Thanks for the replies 

Ram tested fine after a night of testing, hard drive fine.

Is it a chance that i might need to install the sata drivers at os install even though it is windows 7?

Ok i installed the sata drivers and it still hangs at loading operating system.

I am going to try another installation of vista.


----------



## jonno112 (Jun 18, 2004)

still no go I tried to load 2008 Server r2 hangs at the same place. Might try an rebuild the raid array.
Ok i deleted the raid array and then recreated it, i restarted and the windows boot manager came up with 4 x windows 7 options, it says choose an operating system to start, when i created the raid i thought it would have deleted all the data.

I select one of the windows 7 it takes me to another page 

Windows failed to start A recent hardware change might be the cause.

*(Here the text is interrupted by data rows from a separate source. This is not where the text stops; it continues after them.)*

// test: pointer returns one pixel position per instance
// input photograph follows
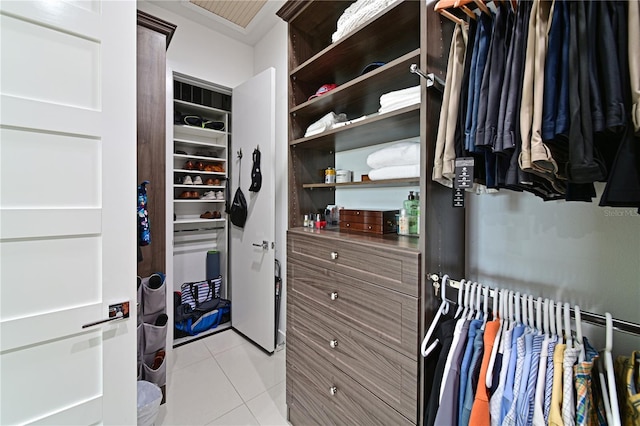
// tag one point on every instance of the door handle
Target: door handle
(117, 311)
(264, 245)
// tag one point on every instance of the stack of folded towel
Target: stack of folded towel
(400, 160)
(330, 121)
(357, 14)
(325, 123)
(399, 99)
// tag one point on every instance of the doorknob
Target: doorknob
(264, 245)
(117, 311)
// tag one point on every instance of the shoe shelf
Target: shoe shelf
(197, 200)
(198, 172)
(184, 129)
(179, 141)
(218, 187)
(199, 157)
(197, 220)
(210, 112)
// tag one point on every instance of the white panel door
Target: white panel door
(252, 265)
(67, 211)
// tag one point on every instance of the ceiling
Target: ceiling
(244, 20)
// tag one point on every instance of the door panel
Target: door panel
(67, 212)
(252, 267)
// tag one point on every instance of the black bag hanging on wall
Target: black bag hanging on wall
(238, 211)
(256, 174)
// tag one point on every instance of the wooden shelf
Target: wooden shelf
(361, 95)
(376, 183)
(199, 143)
(198, 172)
(395, 125)
(199, 157)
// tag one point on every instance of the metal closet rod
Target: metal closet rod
(588, 317)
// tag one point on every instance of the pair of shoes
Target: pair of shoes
(189, 194)
(211, 215)
(209, 195)
(195, 181)
(158, 360)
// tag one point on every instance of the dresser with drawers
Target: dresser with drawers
(353, 329)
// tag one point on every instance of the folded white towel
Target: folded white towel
(325, 123)
(357, 14)
(395, 172)
(398, 154)
(410, 93)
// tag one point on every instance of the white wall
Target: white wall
(575, 252)
(200, 52)
(271, 51)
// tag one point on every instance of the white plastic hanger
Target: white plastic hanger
(545, 317)
(539, 325)
(608, 365)
(532, 323)
(567, 325)
(478, 307)
(552, 318)
(559, 322)
(485, 306)
(579, 338)
(472, 297)
(442, 310)
(499, 298)
(460, 298)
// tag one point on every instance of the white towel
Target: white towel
(357, 14)
(395, 172)
(409, 94)
(325, 123)
(399, 154)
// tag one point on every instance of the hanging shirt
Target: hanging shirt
(532, 381)
(538, 403)
(495, 403)
(555, 411)
(466, 363)
(568, 400)
(457, 333)
(510, 418)
(472, 378)
(627, 370)
(508, 394)
(445, 337)
(448, 410)
(480, 409)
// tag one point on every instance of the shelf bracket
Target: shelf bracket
(432, 81)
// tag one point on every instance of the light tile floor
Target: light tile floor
(224, 380)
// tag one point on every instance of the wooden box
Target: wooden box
(368, 221)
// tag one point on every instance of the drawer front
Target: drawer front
(383, 315)
(387, 266)
(371, 228)
(389, 375)
(312, 378)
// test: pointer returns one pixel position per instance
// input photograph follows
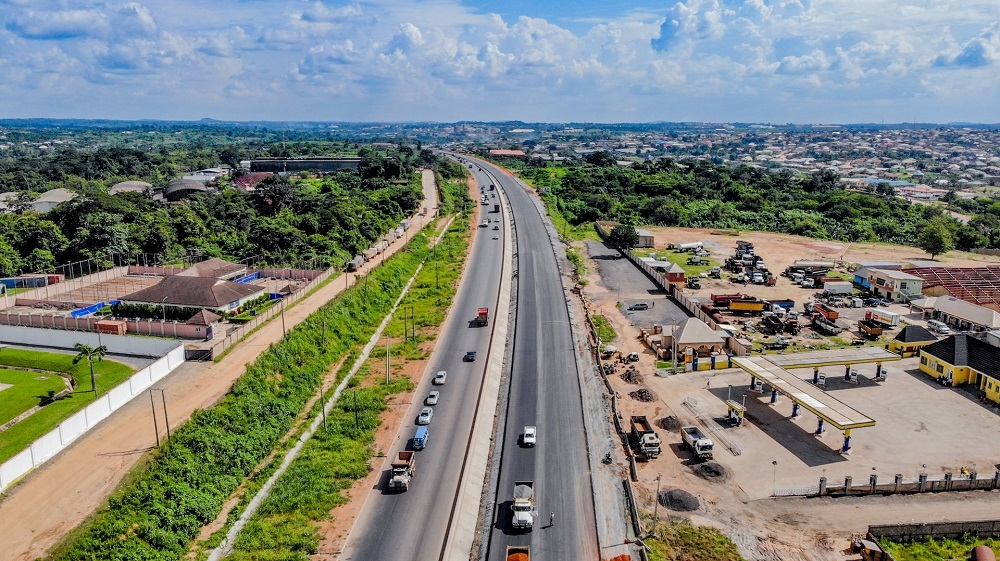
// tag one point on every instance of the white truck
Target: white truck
(403, 468)
(524, 505)
(885, 317)
(844, 288)
(644, 438)
(696, 440)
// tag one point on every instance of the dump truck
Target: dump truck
(824, 325)
(523, 506)
(697, 442)
(885, 317)
(518, 553)
(747, 306)
(403, 468)
(842, 288)
(826, 311)
(870, 328)
(644, 438)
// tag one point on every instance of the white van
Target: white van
(938, 327)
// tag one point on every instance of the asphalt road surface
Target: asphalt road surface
(413, 525)
(545, 392)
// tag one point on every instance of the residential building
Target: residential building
(893, 285)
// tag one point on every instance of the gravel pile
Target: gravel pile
(711, 470)
(642, 395)
(678, 500)
(632, 376)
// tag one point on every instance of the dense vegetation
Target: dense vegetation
(700, 194)
(284, 221)
(183, 487)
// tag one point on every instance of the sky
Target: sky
(760, 61)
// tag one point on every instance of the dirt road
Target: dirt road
(57, 497)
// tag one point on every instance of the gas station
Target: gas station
(773, 370)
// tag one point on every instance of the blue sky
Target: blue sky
(778, 61)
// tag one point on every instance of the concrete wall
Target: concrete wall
(72, 428)
(116, 344)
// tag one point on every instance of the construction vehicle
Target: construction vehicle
(826, 311)
(780, 342)
(870, 328)
(697, 442)
(824, 325)
(644, 438)
(403, 468)
(518, 553)
(524, 505)
(749, 306)
(885, 317)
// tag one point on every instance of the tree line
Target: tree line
(700, 194)
(325, 218)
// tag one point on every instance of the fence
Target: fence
(74, 427)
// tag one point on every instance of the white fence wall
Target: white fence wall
(72, 428)
(57, 338)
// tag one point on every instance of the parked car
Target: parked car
(425, 416)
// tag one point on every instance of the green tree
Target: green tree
(623, 236)
(89, 353)
(936, 237)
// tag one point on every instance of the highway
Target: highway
(545, 392)
(414, 524)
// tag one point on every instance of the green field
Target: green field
(28, 389)
(108, 373)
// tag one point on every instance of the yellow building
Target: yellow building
(910, 340)
(961, 359)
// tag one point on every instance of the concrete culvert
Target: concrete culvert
(678, 500)
(711, 470)
(669, 423)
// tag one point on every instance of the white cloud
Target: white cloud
(328, 59)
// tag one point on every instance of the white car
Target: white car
(425, 416)
(528, 438)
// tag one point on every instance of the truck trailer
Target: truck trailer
(697, 442)
(403, 468)
(644, 438)
(524, 505)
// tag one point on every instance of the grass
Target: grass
(683, 541)
(285, 526)
(604, 329)
(938, 550)
(108, 373)
(679, 258)
(29, 389)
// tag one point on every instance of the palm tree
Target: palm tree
(90, 353)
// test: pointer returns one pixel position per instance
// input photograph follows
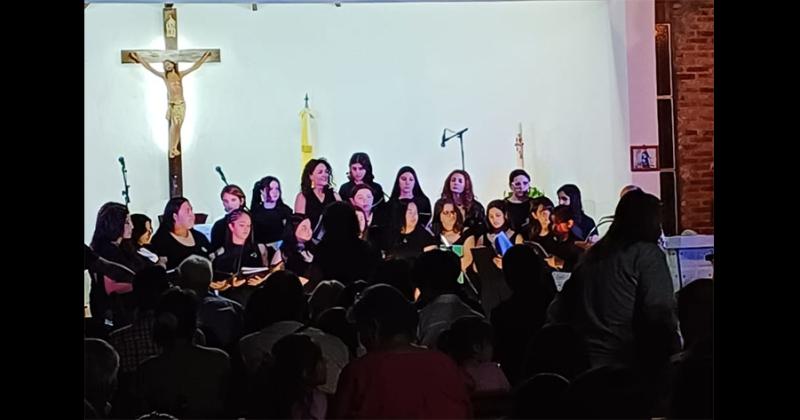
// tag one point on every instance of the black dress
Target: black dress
(269, 224)
(315, 208)
(165, 245)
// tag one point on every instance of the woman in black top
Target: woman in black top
(541, 225)
(315, 191)
(341, 255)
(176, 237)
(360, 172)
(519, 204)
(233, 198)
(270, 214)
(570, 195)
(406, 186)
(412, 239)
(458, 187)
(112, 236)
(450, 223)
(493, 287)
(297, 249)
(110, 299)
(239, 251)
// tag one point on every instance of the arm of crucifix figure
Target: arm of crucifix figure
(199, 63)
(135, 57)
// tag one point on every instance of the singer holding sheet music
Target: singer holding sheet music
(239, 251)
(316, 192)
(486, 250)
(406, 186)
(270, 214)
(450, 223)
(176, 237)
(233, 198)
(458, 187)
(360, 172)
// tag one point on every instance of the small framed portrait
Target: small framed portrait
(644, 158)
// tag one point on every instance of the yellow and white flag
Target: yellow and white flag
(306, 148)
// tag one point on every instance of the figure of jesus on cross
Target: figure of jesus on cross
(176, 106)
(173, 78)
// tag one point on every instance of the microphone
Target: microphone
(221, 175)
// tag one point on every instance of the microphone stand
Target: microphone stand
(221, 175)
(126, 192)
(460, 136)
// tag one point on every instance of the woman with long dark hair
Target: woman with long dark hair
(450, 223)
(570, 195)
(406, 186)
(622, 288)
(458, 187)
(411, 239)
(519, 203)
(270, 214)
(316, 192)
(239, 250)
(176, 237)
(297, 248)
(359, 173)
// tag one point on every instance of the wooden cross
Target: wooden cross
(172, 53)
(520, 146)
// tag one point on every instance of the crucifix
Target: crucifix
(176, 107)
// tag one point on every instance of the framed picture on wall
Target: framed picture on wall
(644, 158)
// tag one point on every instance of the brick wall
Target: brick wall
(693, 68)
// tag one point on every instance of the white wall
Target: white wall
(383, 78)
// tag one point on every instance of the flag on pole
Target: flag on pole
(306, 149)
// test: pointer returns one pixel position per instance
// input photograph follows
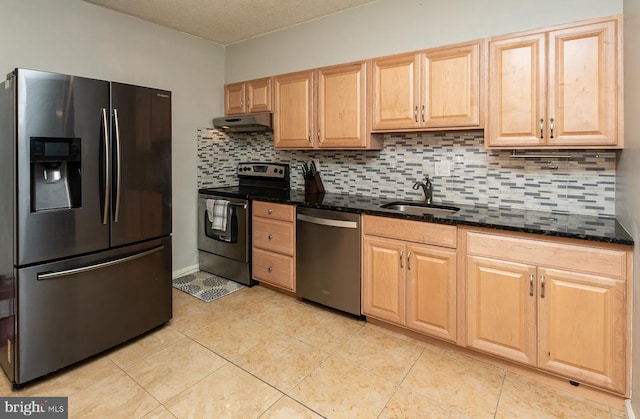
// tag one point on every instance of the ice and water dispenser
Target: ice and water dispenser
(56, 176)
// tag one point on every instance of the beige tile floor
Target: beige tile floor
(258, 353)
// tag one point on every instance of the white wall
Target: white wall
(393, 26)
(628, 173)
(74, 37)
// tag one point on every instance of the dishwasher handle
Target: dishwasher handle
(327, 221)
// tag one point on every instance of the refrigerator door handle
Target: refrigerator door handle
(53, 275)
(118, 170)
(107, 168)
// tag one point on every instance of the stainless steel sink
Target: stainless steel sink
(420, 208)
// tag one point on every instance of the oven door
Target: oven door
(238, 247)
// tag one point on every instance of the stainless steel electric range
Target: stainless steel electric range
(229, 255)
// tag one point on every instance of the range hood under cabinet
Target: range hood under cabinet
(259, 122)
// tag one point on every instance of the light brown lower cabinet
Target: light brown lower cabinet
(411, 282)
(555, 306)
(273, 251)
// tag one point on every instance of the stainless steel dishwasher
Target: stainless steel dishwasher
(328, 258)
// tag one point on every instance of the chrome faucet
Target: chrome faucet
(427, 188)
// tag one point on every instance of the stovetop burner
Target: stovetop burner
(257, 179)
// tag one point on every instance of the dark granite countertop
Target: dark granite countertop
(574, 226)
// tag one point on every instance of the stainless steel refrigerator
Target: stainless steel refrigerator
(85, 218)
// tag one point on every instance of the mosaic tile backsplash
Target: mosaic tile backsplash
(583, 183)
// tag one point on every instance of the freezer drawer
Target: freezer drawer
(73, 309)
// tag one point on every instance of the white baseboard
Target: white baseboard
(185, 271)
(628, 409)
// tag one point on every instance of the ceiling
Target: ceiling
(228, 21)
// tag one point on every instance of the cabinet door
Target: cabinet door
(501, 308)
(431, 290)
(451, 87)
(516, 92)
(383, 285)
(293, 110)
(341, 106)
(234, 100)
(582, 327)
(582, 94)
(395, 92)
(258, 95)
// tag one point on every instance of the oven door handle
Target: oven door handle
(243, 205)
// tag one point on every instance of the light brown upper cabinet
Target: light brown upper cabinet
(433, 89)
(248, 97)
(560, 88)
(322, 108)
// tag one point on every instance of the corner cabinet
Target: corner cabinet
(559, 307)
(409, 275)
(248, 97)
(434, 89)
(322, 108)
(557, 89)
(273, 251)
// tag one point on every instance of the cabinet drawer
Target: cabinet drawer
(273, 268)
(282, 212)
(273, 235)
(595, 260)
(416, 231)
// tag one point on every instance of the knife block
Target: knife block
(313, 185)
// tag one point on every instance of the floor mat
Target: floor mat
(206, 286)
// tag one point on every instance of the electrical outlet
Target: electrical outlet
(443, 168)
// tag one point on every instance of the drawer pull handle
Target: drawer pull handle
(531, 285)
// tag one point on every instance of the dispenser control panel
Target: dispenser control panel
(44, 149)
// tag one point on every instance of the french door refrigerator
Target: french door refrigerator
(85, 218)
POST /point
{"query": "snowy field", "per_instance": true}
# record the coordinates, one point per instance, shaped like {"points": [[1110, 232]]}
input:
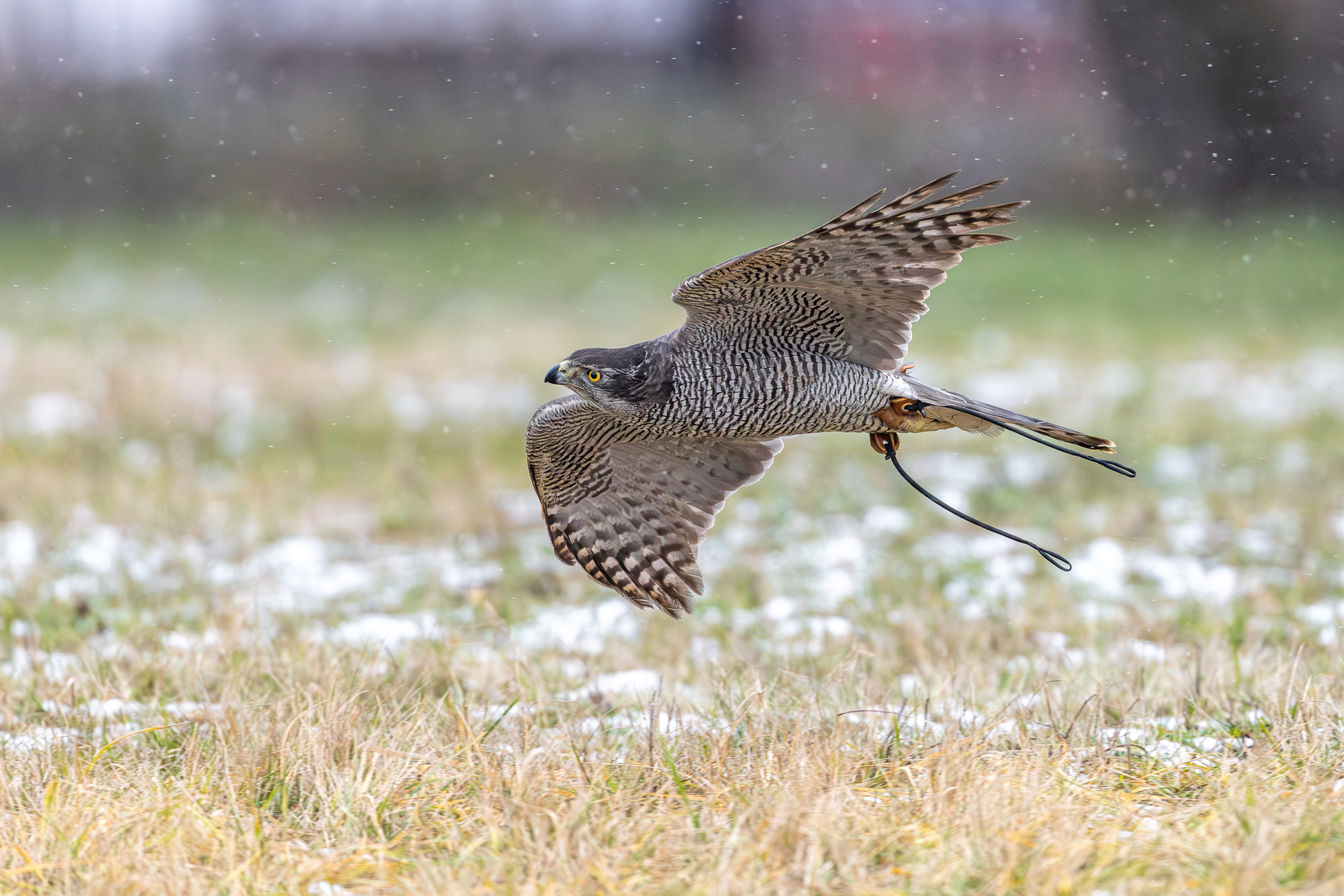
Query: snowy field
{"points": [[282, 614]]}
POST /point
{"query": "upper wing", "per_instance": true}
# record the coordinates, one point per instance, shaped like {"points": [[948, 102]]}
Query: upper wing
{"points": [[872, 269], [632, 510]]}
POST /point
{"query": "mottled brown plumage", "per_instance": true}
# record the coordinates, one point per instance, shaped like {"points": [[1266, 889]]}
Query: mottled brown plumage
{"points": [[805, 336]]}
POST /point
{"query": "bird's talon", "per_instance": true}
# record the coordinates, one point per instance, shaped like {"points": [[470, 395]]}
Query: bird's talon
{"points": [[883, 442]]}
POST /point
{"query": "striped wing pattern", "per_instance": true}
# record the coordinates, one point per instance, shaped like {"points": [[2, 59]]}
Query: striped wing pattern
{"points": [[873, 266], [632, 508]]}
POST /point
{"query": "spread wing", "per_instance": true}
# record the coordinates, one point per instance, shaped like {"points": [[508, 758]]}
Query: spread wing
{"points": [[872, 268], [628, 508]]}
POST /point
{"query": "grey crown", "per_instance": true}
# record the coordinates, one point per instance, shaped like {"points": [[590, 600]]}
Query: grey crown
{"points": [[807, 336]]}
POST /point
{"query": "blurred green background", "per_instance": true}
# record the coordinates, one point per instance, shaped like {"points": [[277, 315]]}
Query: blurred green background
{"points": [[296, 270]]}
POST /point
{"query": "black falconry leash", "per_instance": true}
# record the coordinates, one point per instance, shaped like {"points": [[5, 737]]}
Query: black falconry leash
{"points": [[892, 442]]}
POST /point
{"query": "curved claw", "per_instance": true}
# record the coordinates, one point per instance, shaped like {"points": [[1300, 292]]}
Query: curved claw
{"points": [[883, 442]]}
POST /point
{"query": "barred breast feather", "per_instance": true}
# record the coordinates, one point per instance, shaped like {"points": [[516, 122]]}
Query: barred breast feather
{"points": [[805, 336], [632, 507]]}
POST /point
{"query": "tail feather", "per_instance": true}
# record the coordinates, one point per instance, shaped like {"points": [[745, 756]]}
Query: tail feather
{"points": [[948, 411]]}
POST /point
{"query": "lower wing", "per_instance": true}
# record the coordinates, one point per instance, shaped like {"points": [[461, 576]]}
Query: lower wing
{"points": [[631, 507]]}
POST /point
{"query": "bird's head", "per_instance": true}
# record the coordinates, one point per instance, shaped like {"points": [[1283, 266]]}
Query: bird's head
{"points": [[616, 379]]}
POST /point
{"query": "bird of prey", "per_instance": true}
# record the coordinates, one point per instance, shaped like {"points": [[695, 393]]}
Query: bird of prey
{"points": [[807, 336]]}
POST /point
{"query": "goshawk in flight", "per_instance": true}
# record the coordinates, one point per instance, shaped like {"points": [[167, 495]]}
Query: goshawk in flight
{"points": [[807, 336]]}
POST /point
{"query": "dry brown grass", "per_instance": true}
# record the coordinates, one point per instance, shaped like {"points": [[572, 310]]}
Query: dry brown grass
{"points": [[927, 714], [319, 767]]}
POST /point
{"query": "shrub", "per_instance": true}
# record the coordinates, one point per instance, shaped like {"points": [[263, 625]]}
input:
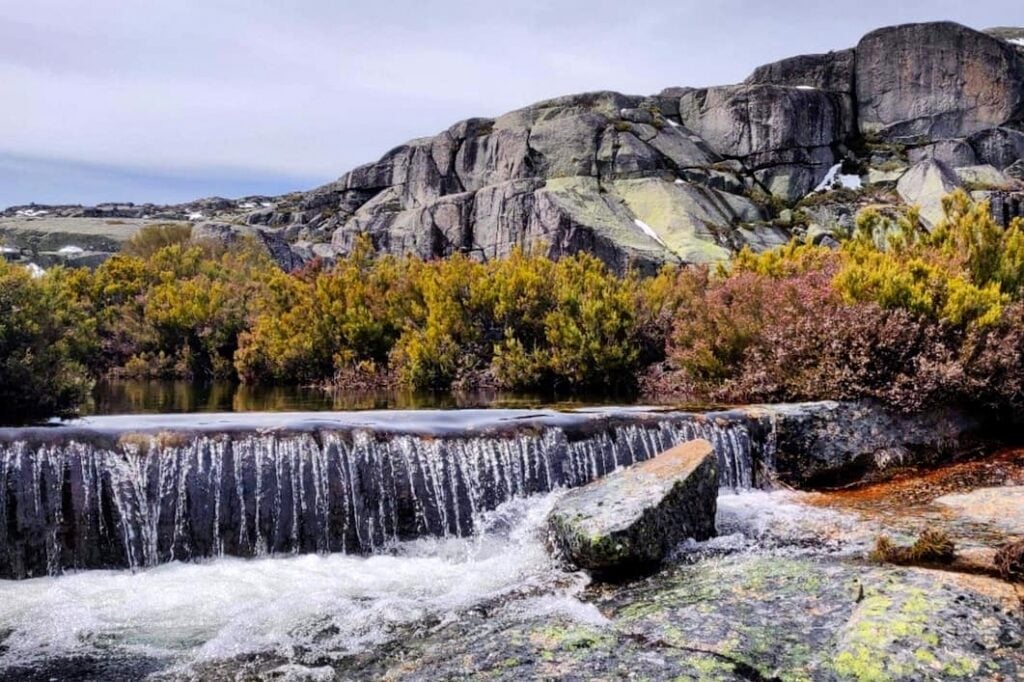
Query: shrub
{"points": [[39, 376]]}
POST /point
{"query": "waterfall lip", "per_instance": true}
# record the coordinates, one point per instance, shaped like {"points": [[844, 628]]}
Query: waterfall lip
{"points": [[398, 422], [413, 422]]}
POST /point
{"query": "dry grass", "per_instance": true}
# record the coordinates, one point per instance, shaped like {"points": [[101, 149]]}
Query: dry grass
{"points": [[1010, 561], [932, 547]]}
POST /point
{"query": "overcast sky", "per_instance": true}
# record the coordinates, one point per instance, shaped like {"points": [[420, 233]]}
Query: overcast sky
{"points": [[167, 100]]}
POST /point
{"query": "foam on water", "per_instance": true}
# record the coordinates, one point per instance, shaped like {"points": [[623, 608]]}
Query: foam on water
{"points": [[339, 604]]}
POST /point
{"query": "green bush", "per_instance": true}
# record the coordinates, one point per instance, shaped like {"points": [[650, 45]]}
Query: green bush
{"points": [[39, 376]]}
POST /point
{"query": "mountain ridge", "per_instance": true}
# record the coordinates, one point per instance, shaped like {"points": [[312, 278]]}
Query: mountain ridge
{"points": [[688, 175]]}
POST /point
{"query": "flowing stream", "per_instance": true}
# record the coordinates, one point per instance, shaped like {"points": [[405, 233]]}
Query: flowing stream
{"points": [[306, 537], [132, 493]]}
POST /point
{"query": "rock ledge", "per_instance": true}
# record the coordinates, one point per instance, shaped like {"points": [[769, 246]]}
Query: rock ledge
{"points": [[627, 523]]}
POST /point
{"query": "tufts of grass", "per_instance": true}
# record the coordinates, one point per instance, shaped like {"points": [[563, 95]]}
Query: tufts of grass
{"points": [[932, 547], [1010, 561]]}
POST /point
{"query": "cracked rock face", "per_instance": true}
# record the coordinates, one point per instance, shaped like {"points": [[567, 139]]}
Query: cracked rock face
{"points": [[936, 80], [689, 175]]}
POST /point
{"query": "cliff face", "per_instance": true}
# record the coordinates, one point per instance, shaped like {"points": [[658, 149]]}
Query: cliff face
{"points": [[641, 181], [689, 175]]}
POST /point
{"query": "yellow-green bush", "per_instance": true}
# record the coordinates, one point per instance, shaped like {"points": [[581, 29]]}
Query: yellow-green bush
{"points": [[39, 339]]}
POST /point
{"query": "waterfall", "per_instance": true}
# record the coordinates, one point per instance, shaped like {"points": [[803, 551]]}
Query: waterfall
{"points": [[80, 501]]}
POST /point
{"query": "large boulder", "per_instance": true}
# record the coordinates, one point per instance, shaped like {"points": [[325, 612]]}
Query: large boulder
{"points": [[925, 185], [785, 134], [630, 520], [936, 80], [953, 153], [832, 71]]}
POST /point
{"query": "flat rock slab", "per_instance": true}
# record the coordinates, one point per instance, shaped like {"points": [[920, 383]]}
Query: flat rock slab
{"points": [[1001, 507], [627, 522]]}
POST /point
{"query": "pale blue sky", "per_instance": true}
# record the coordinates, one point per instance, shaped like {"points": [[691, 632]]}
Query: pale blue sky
{"points": [[170, 99]]}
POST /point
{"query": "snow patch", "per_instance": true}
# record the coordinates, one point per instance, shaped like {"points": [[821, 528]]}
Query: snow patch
{"points": [[649, 231], [834, 176], [828, 179]]}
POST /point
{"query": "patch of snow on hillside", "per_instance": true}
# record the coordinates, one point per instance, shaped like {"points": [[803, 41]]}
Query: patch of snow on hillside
{"points": [[649, 231], [850, 181], [829, 178], [834, 176]]}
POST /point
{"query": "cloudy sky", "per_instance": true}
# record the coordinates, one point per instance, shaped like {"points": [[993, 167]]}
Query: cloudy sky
{"points": [[166, 100]]}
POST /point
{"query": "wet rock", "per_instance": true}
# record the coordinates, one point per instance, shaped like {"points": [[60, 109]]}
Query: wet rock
{"points": [[628, 521], [936, 80], [1001, 506], [925, 185], [825, 443]]}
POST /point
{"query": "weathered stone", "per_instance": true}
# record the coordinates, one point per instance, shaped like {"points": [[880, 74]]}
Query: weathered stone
{"points": [[832, 71], [925, 185], [998, 146], [983, 176], [630, 520], [827, 442], [271, 241], [953, 153], [784, 133], [936, 80]]}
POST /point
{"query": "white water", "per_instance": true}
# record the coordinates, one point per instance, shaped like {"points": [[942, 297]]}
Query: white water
{"points": [[315, 607], [202, 611]]}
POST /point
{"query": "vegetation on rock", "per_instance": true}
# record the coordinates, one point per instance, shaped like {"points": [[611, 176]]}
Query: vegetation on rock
{"points": [[1010, 561], [895, 313], [931, 547]]}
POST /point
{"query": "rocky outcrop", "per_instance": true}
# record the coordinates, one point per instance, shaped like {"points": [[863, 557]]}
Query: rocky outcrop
{"points": [[784, 135], [599, 172], [689, 175], [925, 185], [936, 80], [630, 520], [836, 442], [833, 71]]}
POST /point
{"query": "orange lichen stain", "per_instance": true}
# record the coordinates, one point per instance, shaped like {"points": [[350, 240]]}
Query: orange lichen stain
{"points": [[922, 486]]}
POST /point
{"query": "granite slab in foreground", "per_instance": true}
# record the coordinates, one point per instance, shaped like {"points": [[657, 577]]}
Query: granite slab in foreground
{"points": [[627, 522]]}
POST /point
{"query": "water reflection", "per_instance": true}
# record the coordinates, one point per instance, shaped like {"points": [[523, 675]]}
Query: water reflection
{"points": [[121, 397]]}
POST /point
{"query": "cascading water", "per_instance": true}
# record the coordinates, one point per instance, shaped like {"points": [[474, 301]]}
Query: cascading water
{"points": [[105, 496]]}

It says the file \windows\system32\winload.exe
status 0xc000000e

The selected entry could not be loaded because the app is corrupt or missing.


----------



## jonno112 (Jun 18, 2004)

Ok after resetting the array I changed the install to Windows 7 Pro It booted up and worked fine, i have used the ultimate install multiple times with no problems, Thinking back to a couple of years ago I remember another gigabyte board giving me the same grief and to fix it i ended up removing a stick of ram. That was my next step.


----------